Rugby union is the most popular sport in the country. They have qualified in every single Rugby World Cup since 2003, their best result being winning two games at pool stage in the Rugby World Cup 2015. Their national team is considered to be Tier 2 with high performance.

==Wrestling==
Wrestling remains a historically important sport. Some historians claim that the Greco-Roman style of wrestling incorporates many Georgian elements. Within Georgia, one of the most popularized styles of wrestling is the Kakhetian style. However, other styles are not as widely used today. For example, the Khevsureti region of Georgia has three different styles of wrestling.

==Lelo burti==

Lelo, or lelo burti (Georgian: ლელო ბურთი), literally a "field ball [playing]", is a Georgian folk sport. It is a full contact ball game, similar to rugby. Within Georgian rugby union terminology, the word lelo is used to mean a try, and the popularity of rugby union in Georgia has been attributed to it.

In 2014, lelo burti, along with khridoli, a traditional martial art, was inscribed by the government of Georgia as a "nonmaterial monument" of culture.

It appeared in the 12th century Georgian epic poem "The Knight in the Panther's Skin" in which the characters play lelo burti.

==Basketball==
Georgia has produced world-class basketball players including Tornike Shengelia, Vladimir Stepania, Nikoloz Tskitishvili and most notably Zaza Pachulia. Georgians strongly support their national team. Mikheil Saakashvili, former president of the country, travelled to Lithuania to support his team at the 2011 EuroBasket with 1,500 fans from Georgia.

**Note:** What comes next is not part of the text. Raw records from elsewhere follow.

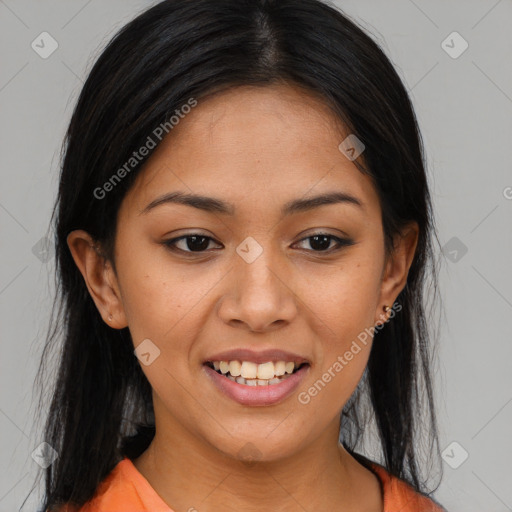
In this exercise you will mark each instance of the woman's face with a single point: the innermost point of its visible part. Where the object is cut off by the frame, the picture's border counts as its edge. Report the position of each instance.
(259, 280)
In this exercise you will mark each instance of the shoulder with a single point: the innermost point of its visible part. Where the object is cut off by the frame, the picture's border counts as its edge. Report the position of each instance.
(399, 495)
(114, 493)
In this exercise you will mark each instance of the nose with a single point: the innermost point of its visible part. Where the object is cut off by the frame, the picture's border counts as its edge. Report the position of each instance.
(260, 296)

Georgia co-hosted EuroBasket 2021 in Tbilisi alongside Czech Republic, Germany and Italy.

Georgia made their debut at the FIBA Basketball World Cup in 2023 where they finished 16th.

Tornike Shengelia is playing in Euroleague, they had wins against Serbia, Lithuania and Greece.

As of February 2024, Georgia's men ranked 23rd in the world.

==Motorsport==
The only race circuit in the Caucasian region is located in Georgia. Rustavi International Motorpark was originally built in 1978 and re-opened in 2012 after reconstruction costing $20 million. The track satisfies FIA Grade 2 requirements and currently hosts the Legends car racing series and Formula Alfa competitions.

==Golf==
In recent years, several golf courses have also opened in Georgia, with the 18-hole Tbilisi Hills golf course joined by the Paragraph Tabori Golf & Spa Resort in 2025. Paragraph Tabori is partnered with global golf specialists, IMG, and is also home to a driving range, golf academy, and indoor studios to encourage new golfers in Georgia to take up the sport.

==Winter sports==
===Luge===
Nodar Kumaritashvili (Georgian: ნოდარ ქუმარიტაშვილი; 25 November 1988 – 12 February 2010) suffered a fatal crash during a training run prior to the 2010 Winter Olympics competition in Vancouver, Canada. He was the fourth athlete to die during Winter Olympics preparations in history, and the first in 18 years. The opening ceremonies of the Games, led by IOC President Jacques Rogge, which took place later on the fateful day, were dedicated to the 21-year-old.